Les quotidiens et magazines chinois ont tous choisi depuis quelques jours de faire leur une sur la crise financière qui touche les Etats-Unis et l'Europe. Un peu pour éviter de parler de la crise du lait pollué à la mélamine mais surtout pour exprimer le trouble qui touche toute la population. Si les responsables économiques ne se sont pas gênés pour ironiser sur le professeur américain aujourd'hui au fond du trou et si les dirigeants politiques exposent une sérénité totale, la stupeur règne avant tout chez les Pékinois. «Je suis très surprise, je n'ai jamais imaginé qu'une telle crise arriverait aussi vite aux Etats-Unis», avoue Xiao Yan, une retraitée de 61 ans. «Même si de nombreuses entreprises américaines avaient avoué des problèmes financiers, je ne me doutais pas une seconde que la crise se répandrait si vite à l'ensemble du système financier américain», explique Wang He, un fonctionnaire de 45ans.

Totalement intégré

L'ironie et la critique du système américain n'apparaissent pas dans les paroles des Chinois.
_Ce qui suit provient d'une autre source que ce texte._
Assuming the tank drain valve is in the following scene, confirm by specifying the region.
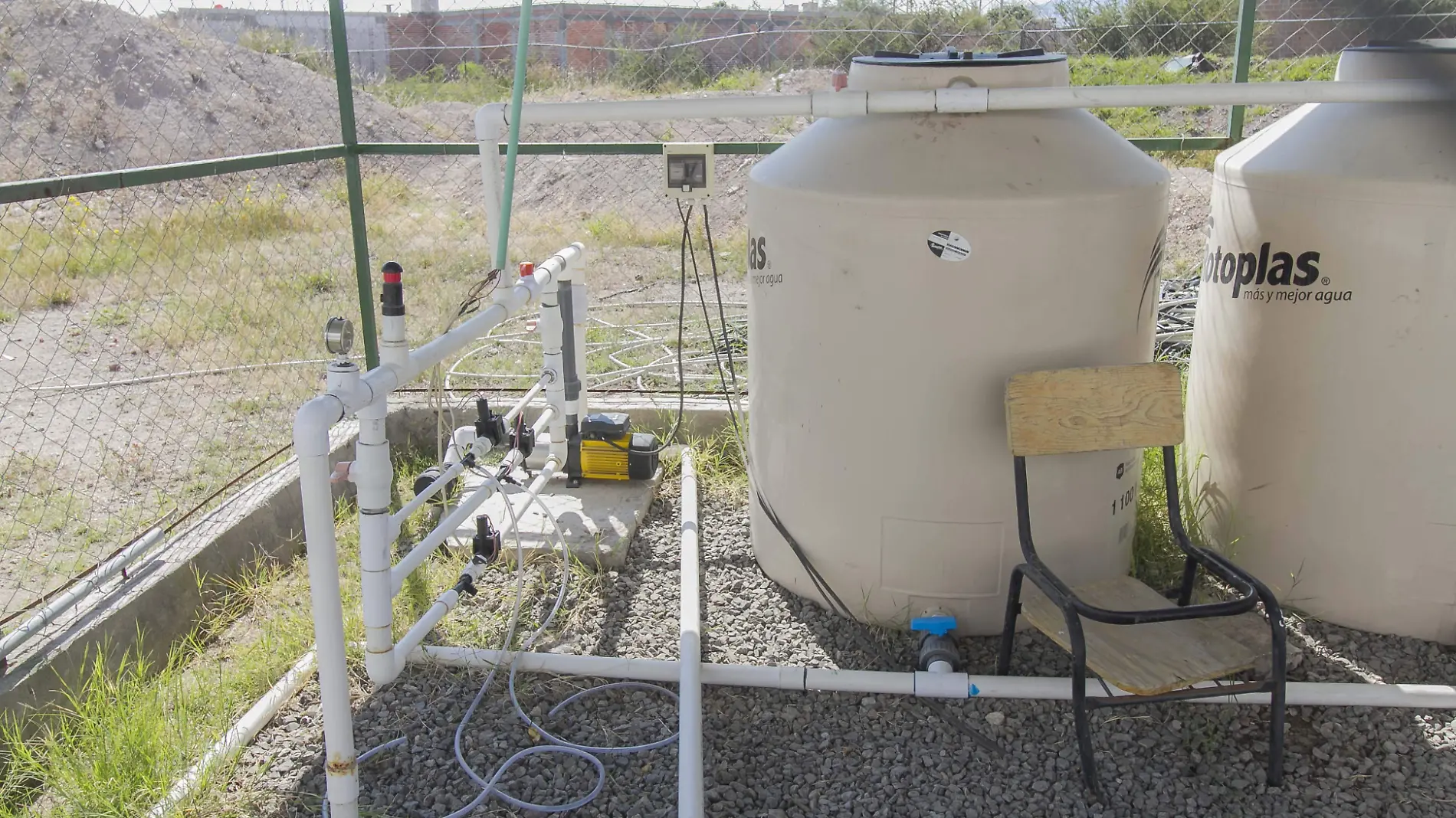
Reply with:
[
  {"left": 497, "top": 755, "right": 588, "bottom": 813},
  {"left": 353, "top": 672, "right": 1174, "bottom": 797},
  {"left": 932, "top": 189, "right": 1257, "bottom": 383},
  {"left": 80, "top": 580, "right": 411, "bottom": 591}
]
[
  {"left": 910, "top": 614, "right": 961, "bottom": 672},
  {"left": 471, "top": 514, "right": 501, "bottom": 562}
]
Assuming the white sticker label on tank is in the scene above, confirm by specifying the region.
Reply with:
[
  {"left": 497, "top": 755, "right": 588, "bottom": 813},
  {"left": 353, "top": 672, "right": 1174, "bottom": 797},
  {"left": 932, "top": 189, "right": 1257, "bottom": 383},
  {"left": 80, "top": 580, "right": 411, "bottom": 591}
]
[{"left": 925, "top": 230, "right": 971, "bottom": 262}]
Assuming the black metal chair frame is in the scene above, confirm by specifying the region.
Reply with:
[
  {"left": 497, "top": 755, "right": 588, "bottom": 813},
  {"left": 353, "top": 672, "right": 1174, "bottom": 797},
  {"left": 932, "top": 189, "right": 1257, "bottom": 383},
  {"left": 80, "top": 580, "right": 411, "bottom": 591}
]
[{"left": 996, "top": 446, "right": 1286, "bottom": 795}]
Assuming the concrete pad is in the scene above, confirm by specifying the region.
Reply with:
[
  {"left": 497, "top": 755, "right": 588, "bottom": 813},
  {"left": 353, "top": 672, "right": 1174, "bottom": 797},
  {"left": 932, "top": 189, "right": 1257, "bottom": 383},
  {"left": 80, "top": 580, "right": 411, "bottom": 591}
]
[{"left": 454, "top": 460, "right": 663, "bottom": 571}]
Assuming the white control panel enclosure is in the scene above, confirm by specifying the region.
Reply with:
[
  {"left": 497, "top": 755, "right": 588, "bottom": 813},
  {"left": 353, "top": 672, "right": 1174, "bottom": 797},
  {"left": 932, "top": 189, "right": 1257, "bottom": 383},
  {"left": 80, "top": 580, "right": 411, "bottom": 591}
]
[{"left": 663, "top": 142, "right": 715, "bottom": 199}]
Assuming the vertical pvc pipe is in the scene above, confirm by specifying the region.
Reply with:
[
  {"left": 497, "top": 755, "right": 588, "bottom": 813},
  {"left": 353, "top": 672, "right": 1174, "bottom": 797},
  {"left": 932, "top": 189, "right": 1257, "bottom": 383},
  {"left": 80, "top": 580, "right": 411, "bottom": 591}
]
[
  {"left": 474, "top": 102, "right": 505, "bottom": 270},
  {"left": 294, "top": 419, "right": 359, "bottom": 818},
  {"left": 495, "top": 0, "right": 532, "bottom": 270},
  {"left": 1229, "top": 0, "right": 1260, "bottom": 146},
  {"left": 329, "top": 0, "right": 379, "bottom": 370},
  {"left": 677, "top": 447, "right": 703, "bottom": 818},
  {"left": 556, "top": 267, "right": 581, "bottom": 489},
  {"left": 349, "top": 396, "right": 401, "bottom": 684},
  {"left": 569, "top": 252, "right": 591, "bottom": 417},
  {"left": 536, "top": 267, "right": 571, "bottom": 463}
]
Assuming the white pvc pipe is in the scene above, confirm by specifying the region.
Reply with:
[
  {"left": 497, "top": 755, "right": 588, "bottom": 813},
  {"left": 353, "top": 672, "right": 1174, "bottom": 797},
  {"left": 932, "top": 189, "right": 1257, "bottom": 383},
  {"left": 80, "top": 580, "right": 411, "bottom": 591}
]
[
  {"left": 505, "top": 375, "right": 546, "bottom": 416},
  {"left": 390, "top": 561, "right": 487, "bottom": 666},
  {"left": 349, "top": 393, "right": 403, "bottom": 684},
  {"left": 677, "top": 447, "right": 703, "bottom": 818},
  {"left": 293, "top": 243, "right": 582, "bottom": 818},
  {"left": 294, "top": 451, "right": 359, "bottom": 818},
  {"left": 495, "top": 80, "right": 1451, "bottom": 127},
  {"left": 0, "top": 525, "right": 165, "bottom": 659},
  {"left": 408, "top": 646, "right": 1456, "bottom": 708},
  {"left": 389, "top": 460, "right": 474, "bottom": 521},
  {"left": 474, "top": 102, "right": 505, "bottom": 264},
  {"left": 536, "top": 264, "right": 571, "bottom": 463},
  {"left": 569, "top": 273, "right": 591, "bottom": 417},
  {"left": 147, "top": 650, "right": 316, "bottom": 818},
  {"left": 389, "top": 375, "right": 546, "bottom": 524},
  {"left": 390, "top": 406, "right": 556, "bottom": 587}
]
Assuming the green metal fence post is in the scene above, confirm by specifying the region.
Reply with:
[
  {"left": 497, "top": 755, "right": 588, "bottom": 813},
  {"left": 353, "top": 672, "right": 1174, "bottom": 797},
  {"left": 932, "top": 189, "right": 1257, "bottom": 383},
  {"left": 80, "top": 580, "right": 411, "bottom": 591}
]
[
  {"left": 495, "top": 0, "right": 532, "bottom": 270},
  {"left": 1229, "top": 0, "right": 1260, "bottom": 146},
  {"left": 329, "top": 0, "right": 379, "bottom": 370}
]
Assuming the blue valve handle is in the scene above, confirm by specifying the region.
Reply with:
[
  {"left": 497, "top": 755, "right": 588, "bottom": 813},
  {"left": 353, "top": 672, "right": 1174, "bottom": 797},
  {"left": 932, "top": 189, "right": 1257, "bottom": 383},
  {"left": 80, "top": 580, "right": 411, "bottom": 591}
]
[{"left": 910, "top": 616, "right": 955, "bottom": 636}]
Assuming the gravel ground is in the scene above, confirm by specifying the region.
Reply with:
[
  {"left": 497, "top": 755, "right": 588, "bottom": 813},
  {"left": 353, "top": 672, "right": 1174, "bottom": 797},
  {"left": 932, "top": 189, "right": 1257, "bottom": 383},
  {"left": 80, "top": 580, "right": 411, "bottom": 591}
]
[{"left": 228, "top": 485, "right": 1456, "bottom": 818}]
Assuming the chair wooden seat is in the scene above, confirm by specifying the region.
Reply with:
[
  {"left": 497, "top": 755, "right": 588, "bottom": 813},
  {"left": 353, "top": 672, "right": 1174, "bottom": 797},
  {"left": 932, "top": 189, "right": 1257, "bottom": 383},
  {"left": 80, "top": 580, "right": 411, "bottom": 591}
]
[
  {"left": 996, "top": 364, "right": 1284, "bottom": 793},
  {"left": 1021, "top": 577, "right": 1270, "bottom": 695}
]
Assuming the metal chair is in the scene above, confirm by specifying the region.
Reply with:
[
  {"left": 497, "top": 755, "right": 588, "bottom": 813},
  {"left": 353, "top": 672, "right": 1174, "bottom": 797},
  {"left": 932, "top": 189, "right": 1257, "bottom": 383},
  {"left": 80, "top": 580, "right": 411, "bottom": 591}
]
[{"left": 996, "top": 364, "right": 1284, "bottom": 795}]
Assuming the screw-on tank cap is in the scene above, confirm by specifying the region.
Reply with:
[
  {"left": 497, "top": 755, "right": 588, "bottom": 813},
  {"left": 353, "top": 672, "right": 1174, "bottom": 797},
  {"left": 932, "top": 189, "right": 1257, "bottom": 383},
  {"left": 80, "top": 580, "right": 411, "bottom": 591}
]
[
  {"left": 849, "top": 48, "right": 1071, "bottom": 90},
  {"left": 1335, "top": 39, "right": 1456, "bottom": 84}
]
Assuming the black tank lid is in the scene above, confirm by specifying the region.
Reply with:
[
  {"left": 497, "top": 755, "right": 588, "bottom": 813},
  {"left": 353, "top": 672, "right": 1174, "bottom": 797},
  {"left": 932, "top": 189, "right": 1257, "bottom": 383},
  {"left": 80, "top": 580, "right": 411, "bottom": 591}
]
[
  {"left": 854, "top": 48, "right": 1067, "bottom": 68},
  {"left": 1344, "top": 39, "right": 1456, "bottom": 54}
]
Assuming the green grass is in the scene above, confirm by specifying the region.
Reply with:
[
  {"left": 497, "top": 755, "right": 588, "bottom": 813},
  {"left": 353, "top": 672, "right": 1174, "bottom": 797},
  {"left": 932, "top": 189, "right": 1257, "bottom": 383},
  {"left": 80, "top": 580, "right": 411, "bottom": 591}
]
[
  {"left": 1069, "top": 55, "right": 1335, "bottom": 169},
  {"left": 0, "top": 553, "right": 324, "bottom": 818},
  {"left": 0, "top": 442, "right": 483, "bottom": 818}
]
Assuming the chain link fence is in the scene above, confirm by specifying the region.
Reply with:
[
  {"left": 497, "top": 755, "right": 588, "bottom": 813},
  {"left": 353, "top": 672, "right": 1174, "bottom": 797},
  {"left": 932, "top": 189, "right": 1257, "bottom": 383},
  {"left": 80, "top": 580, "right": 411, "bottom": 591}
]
[{"left": 0, "top": 0, "right": 1456, "bottom": 629}]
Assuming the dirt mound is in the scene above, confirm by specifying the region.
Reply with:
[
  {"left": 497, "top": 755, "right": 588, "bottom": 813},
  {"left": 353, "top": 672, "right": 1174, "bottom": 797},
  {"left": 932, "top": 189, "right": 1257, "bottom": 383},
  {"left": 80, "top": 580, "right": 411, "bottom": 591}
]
[{"left": 0, "top": 0, "right": 428, "bottom": 179}]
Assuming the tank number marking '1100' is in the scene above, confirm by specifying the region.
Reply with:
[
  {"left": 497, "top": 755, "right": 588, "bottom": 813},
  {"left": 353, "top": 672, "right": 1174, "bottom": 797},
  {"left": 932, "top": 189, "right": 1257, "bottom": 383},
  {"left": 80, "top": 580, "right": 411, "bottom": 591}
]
[{"left": 1202, "top": 241, "right": 1353, "bottom": 304}]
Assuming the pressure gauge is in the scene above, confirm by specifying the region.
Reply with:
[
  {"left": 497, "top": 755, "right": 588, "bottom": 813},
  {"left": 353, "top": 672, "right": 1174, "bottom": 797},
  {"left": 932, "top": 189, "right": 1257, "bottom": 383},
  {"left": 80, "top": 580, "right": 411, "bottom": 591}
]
[
  {"left": 663, "top": 142, "right": 715, "bottom": 199},
  {"left": 323, "top": 316, "right": 354, "bottom": 355}
]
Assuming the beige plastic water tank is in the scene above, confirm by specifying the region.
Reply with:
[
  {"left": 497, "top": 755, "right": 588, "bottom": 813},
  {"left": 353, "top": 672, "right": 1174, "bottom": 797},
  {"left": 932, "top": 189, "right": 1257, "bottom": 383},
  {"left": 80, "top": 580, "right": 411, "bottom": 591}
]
[
  {"left": 1188, "top": 47, "right": 1456, "bottom": 642},
  {"left": 749, "top": 52, "right": 1168, "bottom": 633}
]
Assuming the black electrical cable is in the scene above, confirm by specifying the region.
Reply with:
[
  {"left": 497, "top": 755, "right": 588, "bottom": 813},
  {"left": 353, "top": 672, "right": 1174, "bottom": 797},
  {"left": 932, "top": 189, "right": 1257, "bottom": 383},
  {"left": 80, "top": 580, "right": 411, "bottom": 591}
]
[{"left": 699, "top": 205, "right": 1006, "bottom": 755}]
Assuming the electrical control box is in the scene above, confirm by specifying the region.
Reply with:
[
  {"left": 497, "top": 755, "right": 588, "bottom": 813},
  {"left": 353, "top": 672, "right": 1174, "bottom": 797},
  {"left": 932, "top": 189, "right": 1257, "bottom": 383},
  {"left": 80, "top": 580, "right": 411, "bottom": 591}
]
[{"left": 663, "top": 142, "right": 715, "bottom": 199}]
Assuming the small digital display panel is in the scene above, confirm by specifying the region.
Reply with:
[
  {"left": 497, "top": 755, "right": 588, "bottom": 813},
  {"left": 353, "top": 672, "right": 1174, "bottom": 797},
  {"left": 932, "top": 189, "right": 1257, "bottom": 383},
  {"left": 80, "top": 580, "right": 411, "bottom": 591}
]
[{"left": 667, "top": 153, "right": 707, "bottom": 191}]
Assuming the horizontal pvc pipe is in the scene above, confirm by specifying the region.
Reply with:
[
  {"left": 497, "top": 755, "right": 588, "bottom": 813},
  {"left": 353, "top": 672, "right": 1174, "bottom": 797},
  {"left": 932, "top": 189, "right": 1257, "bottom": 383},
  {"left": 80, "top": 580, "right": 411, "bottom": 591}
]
[
  {"left": 408, "top": 646, "right": 1456, "bottom": 708},
  {"left": 505, "top": 375, "right": 546, "bottom": 425},
  {"left": 393, "top": 561, "right": 487, "bottom": 674},
  {"left": 389, "top": 453, "right": 468, "bottom": 524},
  {"left": 293, "top": 241, "right": 585, "bottom": 459},
  {"left": 147, "top": 650, "right": 316, "bottom": 818},
  {"left": 389, "top": 375, "right": 546, "bottom": 524},
  {"left": 390, "top": 406, "right": 556, "bottom": 597},
  {"left": 507, "top": 80, "right": 1451, "bottom": 125},
  {"left": 0, "top": 525, "right": 165, "bottom": 659}
]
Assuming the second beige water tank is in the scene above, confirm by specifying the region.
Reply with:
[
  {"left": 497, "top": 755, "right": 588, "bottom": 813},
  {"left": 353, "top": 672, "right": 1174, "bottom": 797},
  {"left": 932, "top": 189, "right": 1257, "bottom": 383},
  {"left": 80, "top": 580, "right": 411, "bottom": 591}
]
[
  {"left": 749, "top": 52, "right": 1168, "bottom": 633},
  {"left": 1188, "top": 47, "right": 1456, "bottom": 642}
]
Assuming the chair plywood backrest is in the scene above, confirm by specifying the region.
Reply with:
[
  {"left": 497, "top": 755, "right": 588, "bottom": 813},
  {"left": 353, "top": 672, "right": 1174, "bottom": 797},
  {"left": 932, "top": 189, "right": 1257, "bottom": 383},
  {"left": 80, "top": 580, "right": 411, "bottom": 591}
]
[{"left": 1006, "top": 364, "right": 1184, "bottom": 457}]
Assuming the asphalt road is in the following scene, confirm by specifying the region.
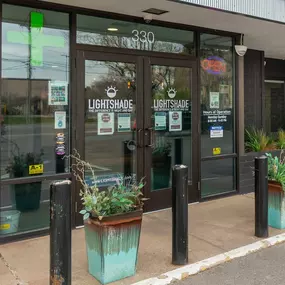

Peut-être est-ce avant tout en raison de la présence dans leur regard d'une légère anxiété. Si certains économistes assuraient depuis des mois que les économies américaine et chinoise étaient découplées, force est de constater que les habitants ne le pensent pas du tout. «Il y a dix ans, lors de la crise asiatique, la Chine vivait encore grandement en autarcie», rappelle Chen Yu, 32 ans, un ancien étudiant en économie reconverti dans le tourisme, qui a vécu aux Etats-Unis pendant cinq ans. «Elle n'avait donc pas souffert des turbulences financières. Aujourd'hui, la situation est bien différente: le pays est totalement intégré à l'économie mondiale et son économie dépend largement de ses échanges internationaux et donc de la santé de ses partenaires commerciaux. La Chine va donc être touchée, reste à savoir quel sera le degré du choc.»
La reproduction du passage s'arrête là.